Ingredientes:
- 250 g de lentejas pardinas (1 1/4 tazas)
- 500 g de costillas de cerdo frescas, troceadas
- 1 cebolla mediana, picada finamente
- 2 dientes de ajo, picados
- 1 pimiento rojo mediano, picado en cubitos
- 1 zanahoria mediana, pelada y cortada en rodajas
- 2 cucharadas de tomate triturado
- 1 cucharadita de pimentón dulce
- 1/2 cucharadita de comino molido
- 2 hojas de laurel
- Aceite de oliva virgen extra
- Sal al gusto
- Pimienta negra recién molida al gusto
- 1.5 litros de agua o caldo de pollo
Instrucciones:
- Si usas lentejas que requieren remojo (no pardinas), remójalas la noche anterior. Corta las costillas en trozos y sazónalas con sal y pimienta. Pica finamente la cebolla y el ajo. Corta el pimiento rojo y la zanahoria en cubitos.
- En la olla, calienta un poco de aceite de oliva a fuego medio-alto. Sella las costillas por todos lados hasta que estén doradas. Retíralas de la olla y reserva.
- En la misma olla, añade un poco más de aceite de oliva si es necesario.

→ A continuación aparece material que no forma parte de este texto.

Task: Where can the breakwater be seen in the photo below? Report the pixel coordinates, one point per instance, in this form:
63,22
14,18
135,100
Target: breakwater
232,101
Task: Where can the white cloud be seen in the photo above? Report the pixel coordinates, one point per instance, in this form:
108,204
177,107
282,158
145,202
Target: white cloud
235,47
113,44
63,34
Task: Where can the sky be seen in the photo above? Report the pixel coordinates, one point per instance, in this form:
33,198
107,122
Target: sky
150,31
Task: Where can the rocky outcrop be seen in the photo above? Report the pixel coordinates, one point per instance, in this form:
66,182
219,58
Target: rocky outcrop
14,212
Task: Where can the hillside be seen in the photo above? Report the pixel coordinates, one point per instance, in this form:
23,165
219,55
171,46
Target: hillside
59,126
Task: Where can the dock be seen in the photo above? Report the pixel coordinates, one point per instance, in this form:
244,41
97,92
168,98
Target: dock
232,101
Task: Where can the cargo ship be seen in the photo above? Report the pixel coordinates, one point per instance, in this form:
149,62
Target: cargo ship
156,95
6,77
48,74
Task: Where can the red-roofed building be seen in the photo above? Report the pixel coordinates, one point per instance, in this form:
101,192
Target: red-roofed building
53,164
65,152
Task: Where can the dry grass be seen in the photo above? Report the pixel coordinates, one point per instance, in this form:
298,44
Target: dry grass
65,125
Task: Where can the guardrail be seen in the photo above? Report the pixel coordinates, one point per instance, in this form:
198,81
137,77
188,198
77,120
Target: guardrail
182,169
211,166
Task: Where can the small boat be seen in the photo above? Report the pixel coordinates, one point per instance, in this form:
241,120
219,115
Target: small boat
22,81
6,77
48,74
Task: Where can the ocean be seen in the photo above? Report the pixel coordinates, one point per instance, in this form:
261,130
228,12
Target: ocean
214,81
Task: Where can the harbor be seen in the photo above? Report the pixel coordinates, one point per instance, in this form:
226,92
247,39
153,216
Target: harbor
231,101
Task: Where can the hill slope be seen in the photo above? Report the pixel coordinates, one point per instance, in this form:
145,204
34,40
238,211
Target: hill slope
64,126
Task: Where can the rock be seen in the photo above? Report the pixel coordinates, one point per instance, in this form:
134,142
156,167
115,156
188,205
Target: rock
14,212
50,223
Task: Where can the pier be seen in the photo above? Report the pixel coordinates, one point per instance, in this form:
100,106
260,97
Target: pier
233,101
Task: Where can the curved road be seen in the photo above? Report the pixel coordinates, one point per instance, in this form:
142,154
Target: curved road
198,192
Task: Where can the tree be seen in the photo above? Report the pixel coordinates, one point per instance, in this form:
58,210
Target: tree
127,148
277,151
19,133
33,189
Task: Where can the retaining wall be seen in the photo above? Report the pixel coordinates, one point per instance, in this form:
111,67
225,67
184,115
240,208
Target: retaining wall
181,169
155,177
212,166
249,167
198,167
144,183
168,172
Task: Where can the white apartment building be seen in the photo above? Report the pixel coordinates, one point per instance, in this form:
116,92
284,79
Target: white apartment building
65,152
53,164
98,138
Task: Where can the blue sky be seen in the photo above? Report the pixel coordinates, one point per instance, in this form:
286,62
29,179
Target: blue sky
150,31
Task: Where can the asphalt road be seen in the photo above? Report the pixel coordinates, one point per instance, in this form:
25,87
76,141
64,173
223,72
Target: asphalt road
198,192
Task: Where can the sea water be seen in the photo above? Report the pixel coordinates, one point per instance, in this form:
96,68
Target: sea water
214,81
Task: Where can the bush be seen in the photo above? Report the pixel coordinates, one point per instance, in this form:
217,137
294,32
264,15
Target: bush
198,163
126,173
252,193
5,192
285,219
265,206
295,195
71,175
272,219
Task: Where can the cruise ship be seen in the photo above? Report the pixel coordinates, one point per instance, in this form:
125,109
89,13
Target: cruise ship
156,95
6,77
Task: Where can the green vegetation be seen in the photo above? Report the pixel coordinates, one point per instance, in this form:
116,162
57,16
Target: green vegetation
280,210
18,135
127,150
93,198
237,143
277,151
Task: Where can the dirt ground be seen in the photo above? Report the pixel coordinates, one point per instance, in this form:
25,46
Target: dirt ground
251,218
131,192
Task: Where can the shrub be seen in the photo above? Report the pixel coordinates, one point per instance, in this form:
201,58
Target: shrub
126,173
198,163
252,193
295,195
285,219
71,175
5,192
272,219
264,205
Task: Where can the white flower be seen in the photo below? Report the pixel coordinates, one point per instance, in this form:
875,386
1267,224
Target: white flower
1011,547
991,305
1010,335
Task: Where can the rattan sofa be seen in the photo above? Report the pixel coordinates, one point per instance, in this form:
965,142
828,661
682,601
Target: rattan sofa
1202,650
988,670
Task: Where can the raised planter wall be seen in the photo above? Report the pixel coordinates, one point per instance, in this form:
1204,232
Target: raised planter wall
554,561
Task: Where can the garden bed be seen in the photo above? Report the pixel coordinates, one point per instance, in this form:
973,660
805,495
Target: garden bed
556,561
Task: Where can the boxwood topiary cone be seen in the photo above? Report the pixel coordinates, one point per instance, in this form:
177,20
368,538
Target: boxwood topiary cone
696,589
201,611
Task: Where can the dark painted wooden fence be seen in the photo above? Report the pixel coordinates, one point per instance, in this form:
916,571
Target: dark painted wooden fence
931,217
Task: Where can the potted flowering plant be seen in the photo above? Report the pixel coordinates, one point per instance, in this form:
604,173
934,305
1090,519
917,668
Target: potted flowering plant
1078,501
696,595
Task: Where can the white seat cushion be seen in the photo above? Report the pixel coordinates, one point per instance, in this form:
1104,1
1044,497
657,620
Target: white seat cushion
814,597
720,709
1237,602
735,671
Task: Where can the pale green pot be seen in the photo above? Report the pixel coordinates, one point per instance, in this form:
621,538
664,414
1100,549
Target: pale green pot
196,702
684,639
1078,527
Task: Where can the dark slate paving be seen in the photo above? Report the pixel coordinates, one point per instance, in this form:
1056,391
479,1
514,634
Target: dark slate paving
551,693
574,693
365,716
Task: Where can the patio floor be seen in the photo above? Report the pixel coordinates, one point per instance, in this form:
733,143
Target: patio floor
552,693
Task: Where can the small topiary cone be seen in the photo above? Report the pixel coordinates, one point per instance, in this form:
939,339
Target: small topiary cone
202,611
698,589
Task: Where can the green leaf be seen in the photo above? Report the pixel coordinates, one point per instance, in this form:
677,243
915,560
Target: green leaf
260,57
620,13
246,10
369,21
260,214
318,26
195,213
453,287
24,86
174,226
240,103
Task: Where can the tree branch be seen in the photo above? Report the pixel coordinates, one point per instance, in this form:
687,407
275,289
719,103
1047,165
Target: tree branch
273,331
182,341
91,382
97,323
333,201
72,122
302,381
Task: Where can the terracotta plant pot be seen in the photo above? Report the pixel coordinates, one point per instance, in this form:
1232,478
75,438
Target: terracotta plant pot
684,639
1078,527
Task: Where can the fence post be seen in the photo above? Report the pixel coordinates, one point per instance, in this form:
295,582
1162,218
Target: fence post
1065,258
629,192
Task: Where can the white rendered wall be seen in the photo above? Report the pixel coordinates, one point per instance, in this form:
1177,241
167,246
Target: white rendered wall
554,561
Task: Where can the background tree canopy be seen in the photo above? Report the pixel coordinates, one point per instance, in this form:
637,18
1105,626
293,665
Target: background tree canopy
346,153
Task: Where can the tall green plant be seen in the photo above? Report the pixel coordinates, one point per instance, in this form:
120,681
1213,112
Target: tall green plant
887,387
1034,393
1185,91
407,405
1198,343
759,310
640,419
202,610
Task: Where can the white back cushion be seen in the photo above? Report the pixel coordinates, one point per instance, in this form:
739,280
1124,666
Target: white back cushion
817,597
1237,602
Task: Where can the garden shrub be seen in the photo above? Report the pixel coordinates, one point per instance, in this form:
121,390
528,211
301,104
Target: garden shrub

Sofríe la cebolla y el ajo hasta que estén transparentes y fragantes (unos 5 minutos).
- Incorpora el pimiento rojo y la zanahoria. Cocina hasta que estén ligeramente blandos (unos 7-8 minutos).
- Agrega el pimentón dulce y el comino. Cocina durante 30 segundos, removiendo constantemente para que no se queme. Incorpora el tomate triturado y cocina por un par de minutos más.
- Vuelve a colocar las costillas en la olla. Añade las lentejas escurridas (si las remojaste).
- Cubre con agua o caldo de pollo (asegúrate de cubrir las lentejas con unos dos dedos de líquido). Añade las hojas de laurel. Lleva a ebullición, luego reduce el fuego a bajo, tapa y cocina a fuego lento durante aproximadamente 1 hora, o hasta que las lentejas estén tiernas y las costillas estén suaves. Remueve ocasionalmente y añade más líquido si es necesario.
- Prueba y ajusta la sal y la pimienta al gusto. Retira las hojas de laurel antes de servir.